Two questions arise: How far can religious exemptions extend for an institution when they affect the general public? And how isolated from sin can those same institutions remain when the money they pay insurance companies is financing procedures, at other institutions, that some Catholics might find objectionable?

It is not difficult to find empirical evidence here and abroad that strongly suggests that Catholics -- individuals and the institution -- are not defined by national policies on supplying contraceptives. The church coexists without a great deal of anxiety in other countries where national health plans make contraceptives available to all. In this country, more than half the states require religious employers to cover prescription contraceptives if they cover other prescription drugs. Some of the Catholic institutions that would be affected by the recent ruling already cover contraceptives, and it is also notable that contraceptives are regularly prescribed for non-contraceptive purposes.

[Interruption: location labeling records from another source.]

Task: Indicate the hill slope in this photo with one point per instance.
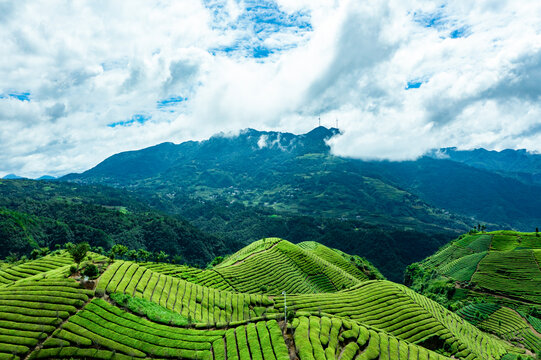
(46, 214)
(493, 279)
(274, 265)
(135, 312)
(298, 173)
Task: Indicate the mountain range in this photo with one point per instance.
(448, 189)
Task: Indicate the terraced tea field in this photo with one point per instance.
(49, 267)
(501, 268)
(504, 322)
(165, 311)
(275, 265)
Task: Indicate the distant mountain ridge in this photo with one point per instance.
(518, 164)
(283, 171)
(298, 173)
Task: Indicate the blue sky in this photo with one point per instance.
(84, 80)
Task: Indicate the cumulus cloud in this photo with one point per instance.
(84, 80)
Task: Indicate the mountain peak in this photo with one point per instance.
(322, 132)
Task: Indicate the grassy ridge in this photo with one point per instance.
(274, 265)
(487, 277)
(137, 312)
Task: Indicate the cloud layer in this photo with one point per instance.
(80, 81)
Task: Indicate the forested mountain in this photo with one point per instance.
(518, 164)
(299, 174)
(45, 214)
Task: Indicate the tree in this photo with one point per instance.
(78, 252)
(162, 256)
(143, 255)
(133, 254)
(217, 260)
(119, 250)
(35, 254)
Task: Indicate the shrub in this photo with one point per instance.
(91, 271)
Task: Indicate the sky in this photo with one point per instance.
(83, 80)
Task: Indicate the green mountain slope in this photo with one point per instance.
(46, 214)
(136, 312)
(274, 265)
(500, 264)
(299, 174)
(488, 277)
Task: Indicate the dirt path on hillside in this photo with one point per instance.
(254, 254)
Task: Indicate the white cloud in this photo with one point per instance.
(90, 64)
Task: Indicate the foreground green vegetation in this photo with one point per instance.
(337, 308)
(493, 280)
(38, 214)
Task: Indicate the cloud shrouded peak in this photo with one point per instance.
(83, 80)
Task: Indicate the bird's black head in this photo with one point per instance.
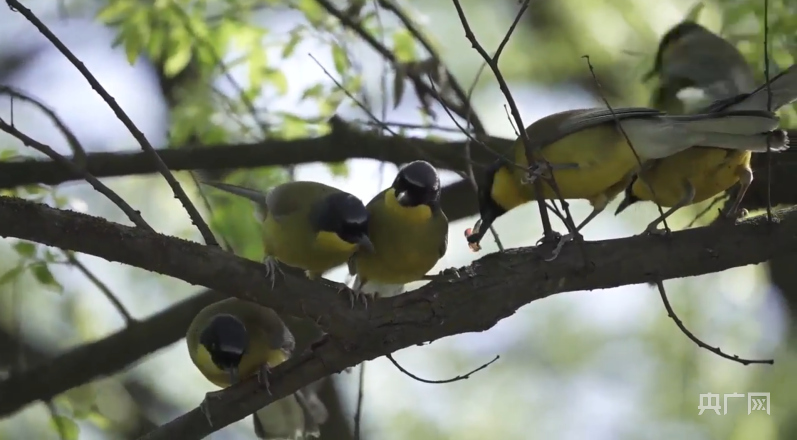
(346, 216)
(673, 36)
(226, 340)
(629, 197)
(489, 209)
(416, 184)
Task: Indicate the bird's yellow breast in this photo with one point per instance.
(294, 242)
(603, 157)
(710, 171)
(407, 242)
(259, 353)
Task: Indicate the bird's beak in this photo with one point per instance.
(233, 375)
(365, 243)
(625, 203)
(403, 197)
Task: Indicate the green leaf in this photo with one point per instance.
(312, 11)
(694, 12)
(115, 10)
(296, 38)
(41, 271)
(66, 428)
(341, 59)
(25, 249)
(278, 79)
(177, 60)
(11, 274)
(404, 46)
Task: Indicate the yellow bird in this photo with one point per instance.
(700, 173)
(690, 58)
(409, 231)
(233, 339)
(590, 158)
(307, 225)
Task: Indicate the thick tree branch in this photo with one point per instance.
(437, 310)
(104, 357)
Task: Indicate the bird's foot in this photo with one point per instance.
(262, 377)
(653, 230)
(272, 269)
(543, 169)
(205, 405)
(562, 240)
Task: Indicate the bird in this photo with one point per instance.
(231, 340)
(307, 225)
(590, 158)
(700, 173)
(692, 58)
(408, 229)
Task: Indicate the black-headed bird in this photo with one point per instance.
(409, 232)
(700, 173)
(590, 158)
(307, 225)
(232, 340)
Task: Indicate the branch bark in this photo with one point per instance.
(442, 308)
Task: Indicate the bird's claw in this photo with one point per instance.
(562, 240)
(272, 268)
(262, 377)
(205, 405)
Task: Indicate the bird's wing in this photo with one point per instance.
(570, 122)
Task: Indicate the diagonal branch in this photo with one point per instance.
(196, 219)
(440, 309)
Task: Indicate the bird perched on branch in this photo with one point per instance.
(307, 225)
(693, 60)
(590, 158)
(409, 231)
(700, 173)
(232, 340)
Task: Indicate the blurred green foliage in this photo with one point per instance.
(188, 39)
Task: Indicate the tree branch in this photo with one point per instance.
(442, 308)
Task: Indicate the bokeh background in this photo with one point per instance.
(583, 365)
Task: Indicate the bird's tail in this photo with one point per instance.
(296, 417)
(384, 290)
(783, 88)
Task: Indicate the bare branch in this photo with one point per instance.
(131, 213)
(696, 340)
(196, 219)
(453, 379)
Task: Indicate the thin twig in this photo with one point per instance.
(358, 413)
(78, 152)
(470, 117)
(72, 259)
(131, 213)
(224, 243)
(453, 379)
(492, 62)
(627, 139)
(59, 426)
(196, 219)
(769, 108)
(696, 340)
(461, 110)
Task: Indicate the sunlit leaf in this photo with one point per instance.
(66, 428)
(41, 271)
(340, 59)
(115, 10)
(404, 46)
(11, 274)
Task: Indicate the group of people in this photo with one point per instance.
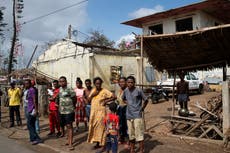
(109, 118)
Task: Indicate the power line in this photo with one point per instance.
(51, 13)
(54, 12)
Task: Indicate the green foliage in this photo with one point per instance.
(98, 38)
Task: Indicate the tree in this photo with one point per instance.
(98, 38)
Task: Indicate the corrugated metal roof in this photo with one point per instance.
(219, 9)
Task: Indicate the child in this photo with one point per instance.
(112, 128)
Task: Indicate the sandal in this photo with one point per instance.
(71, 148)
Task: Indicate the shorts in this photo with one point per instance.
(136, 129)
(111, 143)
(66, 119)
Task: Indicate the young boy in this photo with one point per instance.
(133, 97)
(112, 128)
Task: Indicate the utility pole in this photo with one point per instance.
(14, 38)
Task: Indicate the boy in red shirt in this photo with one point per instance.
(112, 128)
(53, 109)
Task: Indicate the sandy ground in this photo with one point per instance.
(157, 130)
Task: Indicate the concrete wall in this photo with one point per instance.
(64, 59)
(200, 20)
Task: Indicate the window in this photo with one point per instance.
(149, 73)
(116, 73)
(193, 77)
(184, 25)
(156, 29)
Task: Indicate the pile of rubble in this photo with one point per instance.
(209, 125)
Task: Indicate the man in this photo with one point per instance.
(36, 100)
(133, 97)
(32, 110)
(25, 101)
(66, 100)
(183, 92)
(14, 94)
(87, 91)
(53, 110)
(0, 104)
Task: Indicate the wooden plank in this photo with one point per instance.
(206, 132)
(186, 118)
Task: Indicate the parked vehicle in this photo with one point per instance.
(158, 93)
(195, 84)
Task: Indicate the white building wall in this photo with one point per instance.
(200, 20)
(64, 59)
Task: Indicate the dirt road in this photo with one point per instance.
(157, 141)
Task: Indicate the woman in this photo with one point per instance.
(80, 105)
(98, 97)
(122, 110)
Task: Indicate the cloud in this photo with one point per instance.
(127, 38)
(146, 11)
(47, 29)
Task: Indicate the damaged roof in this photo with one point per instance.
(207, 48)
(219, 9)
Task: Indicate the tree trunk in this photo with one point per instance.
(14, 38)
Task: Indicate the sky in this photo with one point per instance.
(103, 15)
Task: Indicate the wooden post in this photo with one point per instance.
(142, 63)
(173, 103)
(226, 100)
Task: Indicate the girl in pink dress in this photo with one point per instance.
(80, 105)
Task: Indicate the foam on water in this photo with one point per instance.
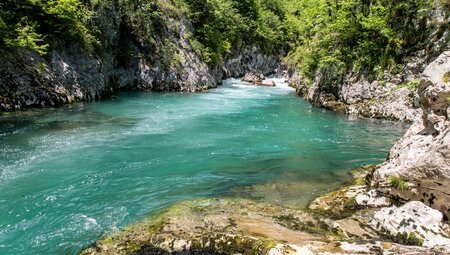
(73, 174)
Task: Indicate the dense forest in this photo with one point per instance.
(367, 35)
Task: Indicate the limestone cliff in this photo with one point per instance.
(390, 95)
(137, 52)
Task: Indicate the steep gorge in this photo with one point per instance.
(148, 49)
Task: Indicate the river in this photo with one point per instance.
(72, 174)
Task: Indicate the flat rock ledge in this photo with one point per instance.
(353, 220)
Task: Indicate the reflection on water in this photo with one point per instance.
(72, 174)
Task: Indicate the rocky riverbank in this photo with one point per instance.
(399, 207)
(392, 92)
(137, 53)
(343, 222)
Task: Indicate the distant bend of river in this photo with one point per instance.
(72, 174)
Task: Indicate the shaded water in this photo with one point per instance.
(70, 175)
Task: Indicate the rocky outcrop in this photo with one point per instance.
(258, 79)
(413, 223)
(388, 95)
(253, 77)
(137, 53)
(424, 151)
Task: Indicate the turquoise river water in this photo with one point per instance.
(72, 174)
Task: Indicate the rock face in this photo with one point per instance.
(413, 223)
(245, 227)
(253, 77)
(424, 151)
(127, 60)
(391, 95)
(258, 79)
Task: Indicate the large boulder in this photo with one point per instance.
(424, 151)
(414, 224)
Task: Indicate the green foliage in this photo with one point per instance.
(410, 85)
(446, 77)
(224, 25)
(363, 35)
(39, 24)
(398, 183)
(27, 37)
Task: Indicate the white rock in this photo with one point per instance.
(412, 218)
(290, 249)
(372, 198)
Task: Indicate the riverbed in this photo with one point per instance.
(73, 174)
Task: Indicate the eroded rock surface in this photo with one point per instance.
(424, 151)
(413, 223)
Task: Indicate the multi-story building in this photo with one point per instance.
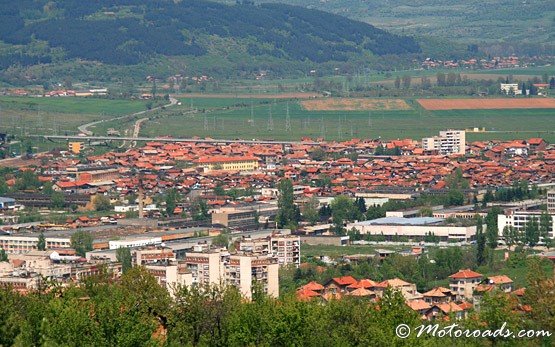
(242, 270)
(235, 218)
(284, 248)
(22, 244)
(551, 202)
(415, 229)
(171, 275)
(149, 255)
(448, 142)
(519, 219)
(246, 163)
(463, 283)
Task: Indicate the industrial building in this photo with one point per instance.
(415, 228)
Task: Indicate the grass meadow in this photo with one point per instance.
(241, 120)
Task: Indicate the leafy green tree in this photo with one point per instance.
(343, 209)
(221, 240)
(492, 231)
(57, 200)
(172, 198)
(397, 82)
(318, 154)
(361, 205)
(545, 223)
(41, 244)
(102, 203)
(219, 189)
(82, 242)
(123, 256)
(199, 209)
(286, 208)
(3, 186)
(480, 241)
(532, 232)
(310, 211)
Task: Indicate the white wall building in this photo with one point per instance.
(448, 142)
(414, 228)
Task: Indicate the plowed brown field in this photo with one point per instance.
(485, 104)
(354, 104)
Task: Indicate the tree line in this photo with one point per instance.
(135, 310)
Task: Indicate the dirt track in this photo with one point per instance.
(251, 96)
(485, 104)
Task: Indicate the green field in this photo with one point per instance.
(27, 115)
(72, 105)
(416, 123)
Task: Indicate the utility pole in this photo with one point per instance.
(252, 114)
(287, 119)
(270, 120)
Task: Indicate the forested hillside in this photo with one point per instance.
(517, 24)
(128, 32)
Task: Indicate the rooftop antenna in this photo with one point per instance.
(287, 119)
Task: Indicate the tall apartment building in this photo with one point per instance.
(242, 270)
(286, 249)
(519, 219)
(448, 142)
(551, 201)
(245, 163)
(235, 218)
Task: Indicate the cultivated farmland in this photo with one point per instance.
(354, 104)
(486, 104)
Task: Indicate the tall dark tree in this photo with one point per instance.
(82, 242)
(123, 255)
(532, 232)
(41, 244)
(286, 208)
(480, 241)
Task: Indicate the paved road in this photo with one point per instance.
(84, 129)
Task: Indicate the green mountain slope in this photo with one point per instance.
(471, 21)
(131, 32)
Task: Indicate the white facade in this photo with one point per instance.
(551, 202)
(519, 219)
(414, 228)
(448, 142)
(511, 88)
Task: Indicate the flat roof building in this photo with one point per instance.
(414, 228)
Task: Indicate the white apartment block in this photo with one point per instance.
(448, 142)
(551, 201)
(519, 219)
(219, 267)
(511, 88)
(286, 249)
(22, 244)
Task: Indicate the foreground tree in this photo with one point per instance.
(82, 242)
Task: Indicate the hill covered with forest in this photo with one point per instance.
(521, 26)
(208, 34)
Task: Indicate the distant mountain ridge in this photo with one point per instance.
(126, 32)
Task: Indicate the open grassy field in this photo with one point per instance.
(486, 104)
(72, 105)
(415, 122)
(354, 104)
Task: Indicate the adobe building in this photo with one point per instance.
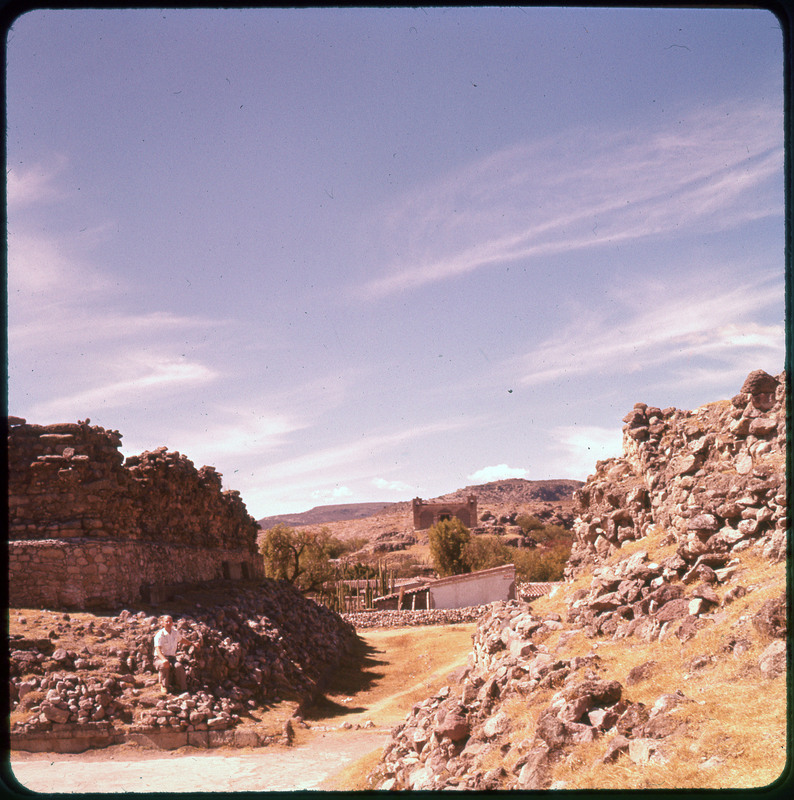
(428, 514)
(455, 591)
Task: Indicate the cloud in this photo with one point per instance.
(240, 436)
(392, 486)
(587, 189)
(583, 445)
(351, 455)
(148, 376)
(328, 495)
(497, 473)
(662, 325)
(35, 185)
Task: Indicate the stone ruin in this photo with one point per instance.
(710, 483)
(87, 528)
(426, 514)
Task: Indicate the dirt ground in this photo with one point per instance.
(130, 769)
(393, 670)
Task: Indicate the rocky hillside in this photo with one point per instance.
(661, 662)
(79, 676)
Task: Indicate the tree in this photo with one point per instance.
(448, 540)
(298, 557)
(484, 552)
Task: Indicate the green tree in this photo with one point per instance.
(298, 557)
(448, 540)
(484, 552)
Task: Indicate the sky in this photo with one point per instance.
(363, 255)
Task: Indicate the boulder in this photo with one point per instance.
(772, 662)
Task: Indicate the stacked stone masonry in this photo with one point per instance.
(714, 478)
(87, 528)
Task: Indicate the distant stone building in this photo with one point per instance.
(428, 514)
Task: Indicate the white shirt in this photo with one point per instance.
(167, 642)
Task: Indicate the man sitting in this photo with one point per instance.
(166, 641)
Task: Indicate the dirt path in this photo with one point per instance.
(396, 668)
(306, 766)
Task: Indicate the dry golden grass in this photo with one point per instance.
(734, 733)
(393, 670)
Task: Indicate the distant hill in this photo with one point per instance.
(505, 493)
(322, 514)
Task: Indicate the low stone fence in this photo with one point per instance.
(405, 619)
(76, 738)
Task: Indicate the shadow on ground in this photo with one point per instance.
(357, 673)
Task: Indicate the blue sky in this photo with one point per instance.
(369, 254)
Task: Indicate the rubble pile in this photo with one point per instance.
(448, 740)
(703, 487)
(714, 478)
(263, 644)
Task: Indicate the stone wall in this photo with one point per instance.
(426, 514)
(87, 528)
(714, 478)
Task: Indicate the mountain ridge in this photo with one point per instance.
(508, 490)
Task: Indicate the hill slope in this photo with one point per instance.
(323, 514)
(499, 497)
(661, 662)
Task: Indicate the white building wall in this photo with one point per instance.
(474, 589)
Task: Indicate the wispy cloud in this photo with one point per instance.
(582, 446)
(240, 435)
(145, 378)
(497, 473)
(587, 189)
(34, 185)
(331, 495)
(659, 325)
(392, 486)
(349, 456)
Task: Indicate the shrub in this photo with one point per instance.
(484, 552)
(448, 540)
(542, 565)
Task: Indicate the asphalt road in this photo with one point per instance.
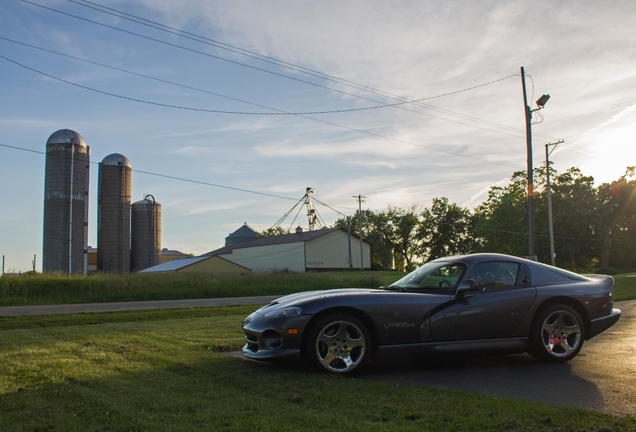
(602, 377)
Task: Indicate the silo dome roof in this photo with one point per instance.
(149, 199)
(66, 136)
(116, 159)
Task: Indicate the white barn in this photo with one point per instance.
(321, 250)
(324, 249)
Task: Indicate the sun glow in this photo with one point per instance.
(613, 145)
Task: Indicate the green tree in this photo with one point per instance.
(272, 231)
(401, 234)
(574, 212)
(501, 221)
(446, 229)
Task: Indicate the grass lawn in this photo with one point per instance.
(169, 370)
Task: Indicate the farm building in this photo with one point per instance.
(321, 250)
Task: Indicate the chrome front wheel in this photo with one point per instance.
(557, 334)
(339, 344)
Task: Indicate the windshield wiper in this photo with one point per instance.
(394, 288)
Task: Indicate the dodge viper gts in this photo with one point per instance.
(480, 302)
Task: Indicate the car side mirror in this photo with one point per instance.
(467, 285)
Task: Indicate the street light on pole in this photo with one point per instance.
(549, 191)
(540, 104)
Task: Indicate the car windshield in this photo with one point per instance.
(438, 275)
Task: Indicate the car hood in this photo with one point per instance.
(312, 302)
(302, 297)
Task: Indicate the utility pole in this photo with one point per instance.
(528, 113)
(547, 170)
(311, 211)
(360, 215)
(349, 240)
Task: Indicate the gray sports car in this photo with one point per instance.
(480, 302)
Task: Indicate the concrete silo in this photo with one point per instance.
(114, 192)
(65, 239)
(146, 234)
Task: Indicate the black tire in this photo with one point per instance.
(557, 334)
(338, 343)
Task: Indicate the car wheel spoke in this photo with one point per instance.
(340, 346)
(561, 333)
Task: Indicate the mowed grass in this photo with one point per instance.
(170, 370)
(41, 289)
(102, 288)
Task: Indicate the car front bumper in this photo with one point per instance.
(273, 338)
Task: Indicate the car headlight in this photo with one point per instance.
(288, 312)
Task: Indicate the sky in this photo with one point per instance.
(228, 111)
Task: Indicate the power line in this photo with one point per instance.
(280, 63)
(295, 114)
(278, 111)
(357, 86)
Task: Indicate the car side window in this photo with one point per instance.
(493, 276)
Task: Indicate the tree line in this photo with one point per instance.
(594, 227)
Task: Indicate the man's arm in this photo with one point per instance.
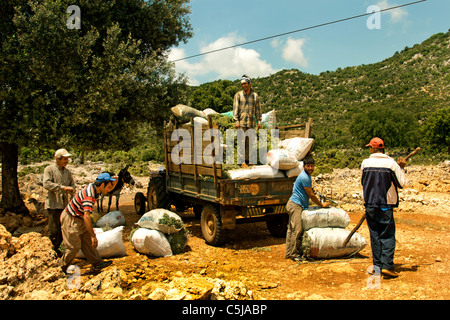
(89, 228)
(313, 197)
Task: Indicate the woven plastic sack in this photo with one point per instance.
(185, 113)
(110, 243)
(151, 242)
(325, 243)
(299, 147)
(152, 220)
(268, 120)
(295, 171)
(281, 159)
(112, 219)
(317, 217)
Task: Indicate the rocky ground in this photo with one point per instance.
(251, 264)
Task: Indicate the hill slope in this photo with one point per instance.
(413, 82)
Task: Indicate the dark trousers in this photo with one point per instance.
(54, 228)
(382, 236)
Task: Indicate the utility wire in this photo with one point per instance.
(295, 31)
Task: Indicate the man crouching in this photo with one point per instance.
(76, 224)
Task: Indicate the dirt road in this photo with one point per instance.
(254, 258)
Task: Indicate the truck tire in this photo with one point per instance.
(211, 224)
(156, 194)
(277, 225)
(139, 203)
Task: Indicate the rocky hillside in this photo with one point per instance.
(414, 82)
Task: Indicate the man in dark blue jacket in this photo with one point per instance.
(381, 176)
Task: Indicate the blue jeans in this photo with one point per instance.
(382, 236)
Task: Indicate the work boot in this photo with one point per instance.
(102, 265)
(389, 273)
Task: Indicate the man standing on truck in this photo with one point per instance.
(299, 201)
(59, 183)
(380, 178)
(246, 108)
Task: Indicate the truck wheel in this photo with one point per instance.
(211, 224)
(277, 225)
(139, 203)
(156, 194)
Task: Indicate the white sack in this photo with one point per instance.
(110, 243)
(281, 159)
(294, 172)
(268, 120)
(152, 242)
(323, 243)
(150, 220)
(299, 147)
(209, 111)
(112, 219)
(185, 113)
(317, 217)
(264, 171)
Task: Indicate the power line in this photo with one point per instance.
(295, 31)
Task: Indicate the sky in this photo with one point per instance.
(369, 39)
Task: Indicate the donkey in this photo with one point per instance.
(124, 177)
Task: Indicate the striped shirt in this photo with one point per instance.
(83, 201)
(246, 108)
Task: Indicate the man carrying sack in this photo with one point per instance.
(380, 178)
(76, 224)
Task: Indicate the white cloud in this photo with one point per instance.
(293, 52)
(397, 15)
(226, 64)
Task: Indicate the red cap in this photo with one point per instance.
(376, 143)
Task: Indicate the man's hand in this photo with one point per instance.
(401, 162)
(94, 242)
(326, 204)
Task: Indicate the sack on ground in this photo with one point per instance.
(151, 242)
(294, 172)
(110, 243)
(317, 217)
(162, 220)
(185, 113)
(323, 243)
(112, 219)
(281, 159)
(299, 147)
(262, 172)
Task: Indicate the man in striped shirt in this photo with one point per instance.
(76, 225)
(246, 108)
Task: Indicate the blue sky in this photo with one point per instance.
(217, 24)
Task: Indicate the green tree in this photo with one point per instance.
(88, 87)
(395, 127)
(436, 130)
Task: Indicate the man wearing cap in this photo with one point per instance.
(76, 223)
(59, 183)
(380, 178)
(299, 201)
(246, 108)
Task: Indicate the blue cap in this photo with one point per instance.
(103, 177)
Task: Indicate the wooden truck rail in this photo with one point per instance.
(193, 179)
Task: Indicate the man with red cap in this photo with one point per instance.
(381, 176)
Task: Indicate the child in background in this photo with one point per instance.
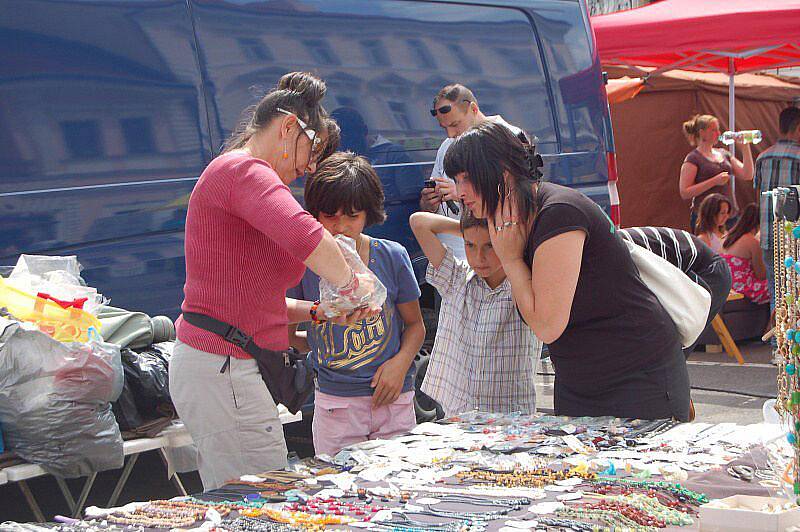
(365, 373)
(713, 216)
(484, 356)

While the argument can be made that the important point here is not about contraception but about conscience and a church’s right to be free from government influence, the clash of rights in this case is not so neatly defined by those outside and inside the church. It is abundantly clear, at least in the United States, that Catholics themselves do not feel conscience-bound by the church’s teaching prohibiting the use of contraceptives. The teaching has been consistently rejected inside the church for more than 50 years.

Is it, then, properly the government’s obligation to enforce a teaching for a religious group when its own leaders have failed to persuade the group of its importance? Whose convictions would be upheld by such a mandate?
Still, some would correctly say, that’s an internal Catholic squabble and the Catholic community should be permitted its quirks -- including a deep difference of opinion between faithful and leadership -- without interference from the state.

Keehan, who was disappointed at the “missed opportunity” and “stunned” by the “vitriol” on both sides of this debate, said the decision “indicates the need for an effective national conversation on the appropriate conscience protections in our pluralistic country, which has always respected the role of religions.”

Keehan understands both sides of this debate, and she begins whatever discussion might occur in the next year absent the hyperbole that boils so close to the surface.

It is worth taking the year to investigate how this matter is handled in those states that require religious institutions to cover contraception. One model that a number of commentators have advanced is Hawaii, where religious organizations can refuse to cover contraceptives but must notify employees of the restriction, tell them where they can obtain such services and where employees can purchase separate riders to provide coverage for contraceptives.

Institutions change, the standing of bishops and other religious leaders is not what it once was, the demands of pluralism and the possibilities of medical science push through what once were comfortably kept boundaries. It is futile to wish for a simpler time. The challenge on both sides is to figure out, given the increasing complexities, how the church can continue to act with integrity, and how the state can provide for the greatest good, freed itself from the strictures of individual religions while simultaneously freeing religion as far as possible to act without interference from the state.